Categories

Archives

Des adultes en mode mineur ?

Des adultes en mode mineurL’Institut des études et de la recherche sur le droit et la justice (IERDJ) a publié fin décembre le rapport de l’enquête que j’ai menée avec Camille François (avec la participation de Gaële Gidrol-Mistral) : Des adultes en mode mineur. Enquête sur les procédures d’émancipation judiciaire.
Le rapport est en accès libre !

L’enquête montre qu’on peut distinguer aujourd’hui trois classes de trajectoires d’aspiration précoce aux capacités civiles des majeurs. Les émancipations certifiantes-moyennes qui vise l’acquisition de brevets et la certification d’examens professionnels. Les émancipations scolaires-bourgeoises liées à des stratégies scolaires internationales ou des départements d’outre-mer vers la métropole. Et des émancipations familiales-populaires qui apparaissent comme un instrument de régulation des trajectoires et des litiges familiaux.
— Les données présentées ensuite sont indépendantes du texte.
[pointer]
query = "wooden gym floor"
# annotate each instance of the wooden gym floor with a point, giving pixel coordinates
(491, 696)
Nous mettons ensuite en lumière l’existence d’un « effet tribunal » sur les jugements d’émancipation, dont les variations ne se résument pas aux différences de motifs des demandes. En situation d’incomplétude du droit — en lien avec l’absence de jurisprudence — les juges des tutelles transfèrent des normes juridiques secondaires et des dispositions professionnelles associées à leur trajectoire antérieure au sein du champ juridique, qui contribuent à la différenciation de leurs pratiques. L’attention portée aux usages du corps des mineurs, le recours aux notions extra-juridiques de « risque » et de « maturité », viennent combler cette incomplétude…
Lire la suite

L’ordinaire

Je suis très heureux de pouvoir annoncer la publication de L’Ordinaire de la sexualité, que j’ai coordonné avec Marion Maudet.
Cet ouvrage de la collection « La Vie des Idées » aux Presses universitaires de France, est composé de cinq chapitres rédigés par Yaëlle Amsellem-Mainguy, Arthur Vuattoux, Céline Béraud, Delphine Chedaleux, Cécile Thomé, Catherine Cavalin, Jaércio da Silva, Pauline Delage et d’un entretien avec Isabelle Clair.
Pour en savoir plus, vous pouvez lire un extrait de l’introduction sur le site de la Vie des Idées.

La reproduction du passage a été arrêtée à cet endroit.